Gemäss Art. 124 Abs. 2 OR erlöschen Forderungen mit der
Verrechnung. Übersteigt eine Forderung die andere wertmässig, erlischt die
kleinere Forderung ganz, während die Differenz zur grösseren bestehen bleibt.
Bei einer zulässigen Verrechnung, bleibt also kein Raum für eine
Klageanerkennung samt Beseitigung des Rechtsvorschlages (PETER, Basler Kommentar
OR I, Basel, 2007, Art. 124 N 5).
Hier wird eine Forderung der Mieter aus
ungerechtfertigter Bereicherung mit einer Mietzinsforderung des Vermieters
verrechnet.

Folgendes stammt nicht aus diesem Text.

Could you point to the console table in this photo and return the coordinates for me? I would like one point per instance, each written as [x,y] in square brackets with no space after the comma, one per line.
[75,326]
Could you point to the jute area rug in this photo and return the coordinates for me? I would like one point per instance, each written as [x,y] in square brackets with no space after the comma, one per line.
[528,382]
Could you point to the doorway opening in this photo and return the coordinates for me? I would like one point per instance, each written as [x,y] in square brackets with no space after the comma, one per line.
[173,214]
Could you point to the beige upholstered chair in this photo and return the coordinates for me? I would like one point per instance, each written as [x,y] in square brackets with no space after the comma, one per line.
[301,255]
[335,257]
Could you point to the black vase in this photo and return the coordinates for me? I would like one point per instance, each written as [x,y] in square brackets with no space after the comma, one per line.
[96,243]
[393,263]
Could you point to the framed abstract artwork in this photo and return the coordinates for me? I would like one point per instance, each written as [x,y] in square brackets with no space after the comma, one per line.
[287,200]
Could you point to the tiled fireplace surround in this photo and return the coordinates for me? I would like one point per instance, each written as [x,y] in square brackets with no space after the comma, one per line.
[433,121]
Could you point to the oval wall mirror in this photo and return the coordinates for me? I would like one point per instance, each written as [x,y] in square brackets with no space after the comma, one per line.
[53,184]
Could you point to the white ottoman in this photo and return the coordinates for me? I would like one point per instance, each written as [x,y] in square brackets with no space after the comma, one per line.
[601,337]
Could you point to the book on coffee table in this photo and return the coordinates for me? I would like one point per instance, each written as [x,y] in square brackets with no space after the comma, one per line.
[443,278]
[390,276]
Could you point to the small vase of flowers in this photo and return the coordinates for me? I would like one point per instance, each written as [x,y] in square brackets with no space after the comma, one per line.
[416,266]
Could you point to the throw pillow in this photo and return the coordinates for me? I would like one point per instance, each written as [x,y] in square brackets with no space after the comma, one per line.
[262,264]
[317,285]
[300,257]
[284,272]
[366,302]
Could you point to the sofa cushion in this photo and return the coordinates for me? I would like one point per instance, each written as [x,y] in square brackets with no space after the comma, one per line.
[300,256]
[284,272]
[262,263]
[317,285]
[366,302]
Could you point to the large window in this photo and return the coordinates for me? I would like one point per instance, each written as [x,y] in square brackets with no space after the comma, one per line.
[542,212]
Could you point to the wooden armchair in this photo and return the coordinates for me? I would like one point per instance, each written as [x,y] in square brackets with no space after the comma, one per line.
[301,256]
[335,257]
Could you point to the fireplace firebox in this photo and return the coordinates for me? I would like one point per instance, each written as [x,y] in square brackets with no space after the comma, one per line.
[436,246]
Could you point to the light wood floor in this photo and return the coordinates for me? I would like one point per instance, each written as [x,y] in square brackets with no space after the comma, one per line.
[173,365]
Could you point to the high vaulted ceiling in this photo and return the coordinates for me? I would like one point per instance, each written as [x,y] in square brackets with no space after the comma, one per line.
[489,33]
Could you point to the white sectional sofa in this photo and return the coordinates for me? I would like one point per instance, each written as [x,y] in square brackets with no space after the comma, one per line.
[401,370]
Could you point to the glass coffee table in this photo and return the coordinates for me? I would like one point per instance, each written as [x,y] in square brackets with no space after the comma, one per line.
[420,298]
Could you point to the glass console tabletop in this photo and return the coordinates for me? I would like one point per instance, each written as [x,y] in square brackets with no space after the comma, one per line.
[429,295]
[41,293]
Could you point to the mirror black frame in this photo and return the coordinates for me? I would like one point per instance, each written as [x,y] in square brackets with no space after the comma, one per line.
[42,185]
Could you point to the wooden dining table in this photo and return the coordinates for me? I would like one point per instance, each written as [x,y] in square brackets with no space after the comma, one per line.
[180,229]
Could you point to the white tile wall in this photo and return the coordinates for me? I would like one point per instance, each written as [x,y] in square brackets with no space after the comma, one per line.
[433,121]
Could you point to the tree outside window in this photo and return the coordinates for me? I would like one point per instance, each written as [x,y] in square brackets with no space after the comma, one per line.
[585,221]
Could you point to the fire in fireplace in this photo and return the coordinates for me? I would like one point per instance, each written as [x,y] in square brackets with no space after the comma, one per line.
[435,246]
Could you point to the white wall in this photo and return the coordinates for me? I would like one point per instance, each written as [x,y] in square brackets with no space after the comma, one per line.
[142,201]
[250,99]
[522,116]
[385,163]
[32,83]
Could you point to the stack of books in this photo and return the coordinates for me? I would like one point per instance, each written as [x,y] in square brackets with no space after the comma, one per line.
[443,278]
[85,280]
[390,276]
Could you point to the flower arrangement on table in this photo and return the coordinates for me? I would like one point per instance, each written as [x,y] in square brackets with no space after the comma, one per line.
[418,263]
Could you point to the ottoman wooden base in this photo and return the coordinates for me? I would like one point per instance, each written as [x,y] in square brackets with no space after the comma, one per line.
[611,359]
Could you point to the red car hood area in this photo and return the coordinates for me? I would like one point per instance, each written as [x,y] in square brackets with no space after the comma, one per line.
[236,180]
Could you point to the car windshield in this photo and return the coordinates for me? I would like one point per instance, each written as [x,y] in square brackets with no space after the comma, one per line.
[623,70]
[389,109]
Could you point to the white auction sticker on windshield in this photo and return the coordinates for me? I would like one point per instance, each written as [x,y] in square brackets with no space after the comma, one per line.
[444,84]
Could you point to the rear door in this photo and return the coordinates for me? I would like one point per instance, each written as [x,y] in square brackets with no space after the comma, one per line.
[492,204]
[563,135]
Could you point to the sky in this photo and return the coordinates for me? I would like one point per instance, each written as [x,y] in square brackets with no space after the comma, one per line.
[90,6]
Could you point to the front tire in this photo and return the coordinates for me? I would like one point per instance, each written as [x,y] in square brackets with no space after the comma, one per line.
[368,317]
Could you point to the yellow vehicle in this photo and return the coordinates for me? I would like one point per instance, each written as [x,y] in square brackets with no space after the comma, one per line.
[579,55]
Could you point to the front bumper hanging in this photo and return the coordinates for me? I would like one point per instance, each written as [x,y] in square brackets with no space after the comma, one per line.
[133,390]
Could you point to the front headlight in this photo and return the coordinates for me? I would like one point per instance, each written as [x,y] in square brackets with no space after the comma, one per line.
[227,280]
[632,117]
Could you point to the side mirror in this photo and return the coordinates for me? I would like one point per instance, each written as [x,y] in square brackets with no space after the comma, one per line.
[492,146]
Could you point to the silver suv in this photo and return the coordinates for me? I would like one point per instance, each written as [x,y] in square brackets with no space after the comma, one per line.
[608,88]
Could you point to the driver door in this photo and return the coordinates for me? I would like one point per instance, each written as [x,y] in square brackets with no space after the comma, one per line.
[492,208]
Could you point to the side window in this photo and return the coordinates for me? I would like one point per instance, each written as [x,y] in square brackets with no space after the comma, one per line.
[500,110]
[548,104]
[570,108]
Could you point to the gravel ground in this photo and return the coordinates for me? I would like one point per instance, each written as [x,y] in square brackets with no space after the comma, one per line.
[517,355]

Die Forderung der Mieter von Fr. 4942.15 nebst 5 % Zinsen ab
07.10.2012 für die Rechtsöffnung verlangt wird, ist kleiner als die
Gegenforderung des Vermieters von 6400 Franken. Somit wurde die Forderung der
Kläger durch die Verrechnung vollständig getilgt. Der Rechtsvorschlag kann daher
nicht beseitigt werden.
7. Prozesskosten
7.1 Die Prozesskosten
bestehen aus den Gerichtskosten und der Parteientschädigung (Art. 95 Abs. 1
ZPO)
7.2 Die Gerichtskosten werden in der Regel der unterliegenden Partei
auferlegt (Art. 106 Abs. 1 ZPO). Hat keine Partei vollständig obsiegt, so werden
sie nach dem Ausgang des Verfahrens verteilt (Art. 106 Abs. 2 ZPO). Beide
Parteien hatten Erfolg mit ihren Ansprüchen und werden somit beide
kostentragungspflichtig. Da beide Parteien jeweils praktisch hälftig obsiegt
haben bzw. unterlegen sind, sind die Prozesskosten hälftig auf sie aufzuteilen.
Die Gerichtsgebühr wird entsprechend dem Streitwert und in Anwendung der
Richtlinien des Kantonsgerichts über die Gerichtsgebühr auf 900 Franken
festgesetzt (Art. 14 Gebührenordnung).
7.3 Da beide Parteien zu gleichen
Teilen obsiegt haben bzw. unterlegen sind, werden die Parteientschädigungen
wettgeschlagen.
Die von den Mietern geleisteten Kostenvorschüsse von total
600 Franken werden in Anwendung von Art. 111 Abs. 1 ZPO mit den Gerichtskosten
verrechnet. Den Mietern steht ein Rückgriffsrecht im Umfang von 150 Franken
gegenüber dem Vermieter zu (Art. 111 Abs. 2 ZPO).